Ancora zigzagando fra i risultati della lunga [cinque anni] che sorregge questo saggio, incontriamo il sistema satellitare di Wal-Mart, «secondo solo a quello del Pentagono», le diverse forme dell’iper-lavoro in Olanda e in Giappone, la tendenza ad incentivare i consumi di massa attraverso il «marketing sensoriale», le tecniche subliminali, l’oniomania [cioè la sindrome da shopping] e, andando indietro nel tempo, le tre guerre dell’oppio – ovvero l’utilizzo dell’oppio come strumento di conquista coloniale – per finire con alcuni dati riassuntivi sul secolo appena concluso che l’Oms ha definito «il più violento nella storia del mondo». Ma è assai interessante l’analisi sulla diffusione delle droghe negli Stati Uniti in vari passaggi cruciali del 1900.

Riassumere troppo non si può. E’ un testo che non procede per facili slogan e che dunque non si presta a essere condensato in tre-quattro formulette finali.
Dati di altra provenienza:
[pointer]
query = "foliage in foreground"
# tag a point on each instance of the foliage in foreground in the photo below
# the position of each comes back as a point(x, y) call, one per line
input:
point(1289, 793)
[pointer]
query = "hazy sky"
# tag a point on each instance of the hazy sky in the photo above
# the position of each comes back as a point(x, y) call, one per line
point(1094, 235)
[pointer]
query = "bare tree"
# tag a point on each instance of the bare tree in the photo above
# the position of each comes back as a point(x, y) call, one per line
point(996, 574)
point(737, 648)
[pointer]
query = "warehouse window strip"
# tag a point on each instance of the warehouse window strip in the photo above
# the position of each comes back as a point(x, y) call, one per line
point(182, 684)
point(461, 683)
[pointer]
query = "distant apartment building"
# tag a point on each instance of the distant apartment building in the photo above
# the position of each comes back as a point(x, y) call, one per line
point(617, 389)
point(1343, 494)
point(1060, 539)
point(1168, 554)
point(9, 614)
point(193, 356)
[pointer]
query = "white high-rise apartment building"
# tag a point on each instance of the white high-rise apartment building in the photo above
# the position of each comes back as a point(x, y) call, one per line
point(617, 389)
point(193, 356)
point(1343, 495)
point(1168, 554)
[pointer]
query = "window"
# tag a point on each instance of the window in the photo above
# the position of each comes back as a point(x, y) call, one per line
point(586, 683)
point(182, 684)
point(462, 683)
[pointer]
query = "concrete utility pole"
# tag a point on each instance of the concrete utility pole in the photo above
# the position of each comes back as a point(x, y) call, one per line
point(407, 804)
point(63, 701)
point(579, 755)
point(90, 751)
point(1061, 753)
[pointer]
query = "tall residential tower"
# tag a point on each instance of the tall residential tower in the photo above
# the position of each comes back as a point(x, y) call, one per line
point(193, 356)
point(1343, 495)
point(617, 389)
Francesca Coin ci rivela molto sull’attuale modo di produrre e sul crescente ricorso a droghe, sul nesso [forte eppure reso invisibile dai media] fra una maggiore produzione di merci e il crescente malessere, interrogandosi ovviamente anche sulle vie d’uscita, sulla possibilità che – di nuovo, come in altri momenti storici è accaduto –  i lavoratori non siano solo da «consumare», negare, gettare via come appendice secondaria delle macchine [o delle merci]. Lavoratori e ovviamente lavoratrici perché «un macro-esempio» di quel che accade è la condizione delle donne. Per riprendere una frase che si rifà al pensiero femminista, citata dalla Coin, di Barbara Ehrenreich: «Se pensi che il tuo scopo sia l’uguaglianza, i tuoi standard sono troppo bassi. Non è sufficiente avere diritti uguali a quelli degli uomini, in un mondo in cui anche gli uomini vivono come bestie».

Se di vie d’uscita immediatamente praticabili sarebbe irrealistico parlare è pur vero che un filo di speranza [resistenza e in taluni casi contro-offensiva] si affaccia in alcune pagine di questo saggio: «dalla Bolivia alla Corea […] passando per il Sudafrica è stato un susseguirsi di lotte e rivolte di minori, operai, disoccupati, popolazioni indie, braccianti e contadini senza terra contro le politiche di liberalizzazione imposte dal Wto e dalle istituzioni finanziarie».

E’ insomma un testo che va sottratto a un oblio immeritato. Perciò se non riuscite a trovarlo nelle librerie ordinatelo all’editore:  casaeditrice@poligrafo.it, 049 8360887: non sono pochi 23 euri ma il libro li stra-vale.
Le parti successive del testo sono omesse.